Working from the ground up, the workshop will initiate a dialogue about indigenous rights and cultural property that does not dismiss economic motivations, considers a multiplicity of proprietary systems, addresses already identified social values of creativity and acknowledgement, and locates cultural property claims in relation to other local indigenous struggles. As the poorest and most indigenous country of South America, Bolivia poses pressing local and globally germane challenges for intellectual property, which in Bolivia is viewed by some as an external legal mechanism designed to deny majority access to knowledge, and by others as a route out of the nationʼs economic woes.
This project will facilitate discussion among Bolivians through (a) an intensive four-day participatory workshop on cultural and intellectual property involving twenty participants who do creative performance work, represent indigenous organizations, or work in local media, and (b) a mediabased dissemination program. Principal investigators from the U.S. and the U.K. and two Bolivian research assistants will draw on collaborative ethnographic methods to coordinate the workshop and media-based dialogues.

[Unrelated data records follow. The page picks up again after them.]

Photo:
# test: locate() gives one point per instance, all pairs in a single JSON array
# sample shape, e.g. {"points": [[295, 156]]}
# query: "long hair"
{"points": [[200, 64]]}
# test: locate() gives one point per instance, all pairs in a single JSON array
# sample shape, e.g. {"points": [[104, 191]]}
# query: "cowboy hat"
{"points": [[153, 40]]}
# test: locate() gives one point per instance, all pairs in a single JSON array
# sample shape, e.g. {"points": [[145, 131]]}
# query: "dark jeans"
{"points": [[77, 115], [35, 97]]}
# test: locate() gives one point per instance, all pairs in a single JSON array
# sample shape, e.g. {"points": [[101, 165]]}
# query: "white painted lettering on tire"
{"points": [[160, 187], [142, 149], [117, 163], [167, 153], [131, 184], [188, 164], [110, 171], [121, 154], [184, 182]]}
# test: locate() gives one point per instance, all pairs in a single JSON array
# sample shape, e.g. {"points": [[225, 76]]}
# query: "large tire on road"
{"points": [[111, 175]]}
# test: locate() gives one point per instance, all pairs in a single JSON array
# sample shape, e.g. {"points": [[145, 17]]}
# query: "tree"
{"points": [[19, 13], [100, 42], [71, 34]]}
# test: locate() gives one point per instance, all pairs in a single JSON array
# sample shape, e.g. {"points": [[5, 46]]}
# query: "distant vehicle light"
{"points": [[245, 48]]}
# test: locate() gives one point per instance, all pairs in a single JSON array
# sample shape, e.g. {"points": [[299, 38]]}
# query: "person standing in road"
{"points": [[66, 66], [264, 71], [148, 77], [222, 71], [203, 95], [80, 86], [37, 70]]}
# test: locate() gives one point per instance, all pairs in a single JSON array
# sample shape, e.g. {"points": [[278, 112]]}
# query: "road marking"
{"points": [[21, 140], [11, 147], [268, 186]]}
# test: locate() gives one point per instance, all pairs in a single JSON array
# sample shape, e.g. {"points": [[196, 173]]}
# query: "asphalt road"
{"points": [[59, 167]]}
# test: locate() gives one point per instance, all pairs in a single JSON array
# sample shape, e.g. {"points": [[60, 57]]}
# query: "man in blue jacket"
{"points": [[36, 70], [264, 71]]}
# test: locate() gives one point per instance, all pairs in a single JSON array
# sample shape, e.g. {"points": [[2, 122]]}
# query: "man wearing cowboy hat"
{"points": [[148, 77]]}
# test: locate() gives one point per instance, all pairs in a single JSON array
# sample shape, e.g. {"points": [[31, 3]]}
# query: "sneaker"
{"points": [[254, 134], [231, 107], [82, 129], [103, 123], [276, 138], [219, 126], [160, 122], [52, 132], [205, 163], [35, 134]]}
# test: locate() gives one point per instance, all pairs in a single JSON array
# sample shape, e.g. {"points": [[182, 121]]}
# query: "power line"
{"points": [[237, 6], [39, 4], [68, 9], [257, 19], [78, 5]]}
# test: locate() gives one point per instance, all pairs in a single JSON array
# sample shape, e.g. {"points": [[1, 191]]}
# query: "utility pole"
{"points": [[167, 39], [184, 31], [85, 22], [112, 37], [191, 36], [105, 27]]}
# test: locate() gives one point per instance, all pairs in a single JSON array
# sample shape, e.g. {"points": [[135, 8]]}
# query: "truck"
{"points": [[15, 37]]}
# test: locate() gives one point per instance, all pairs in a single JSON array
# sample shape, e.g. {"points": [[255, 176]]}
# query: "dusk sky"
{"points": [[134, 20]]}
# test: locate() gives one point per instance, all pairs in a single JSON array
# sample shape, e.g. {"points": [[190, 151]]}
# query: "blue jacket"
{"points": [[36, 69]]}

Workshop proceedings will be summarized for international circulation through a Spanish-English bilingual website. Before and after the workshop, television and radio discussions (sometimes in indigenous languages) will further disseminate these conversations among Boliviaʼs poorer urban and rural populations where Internet access is limited. Through the workshopʼs activities, local voices rarely heard in the international context will be brought into broader global debates, and Bolivians will be provided with greater access to diverse perspectives on cultural property. Through the website and subsequent reports, connections will be sought with other international and national entities engaged in these issues.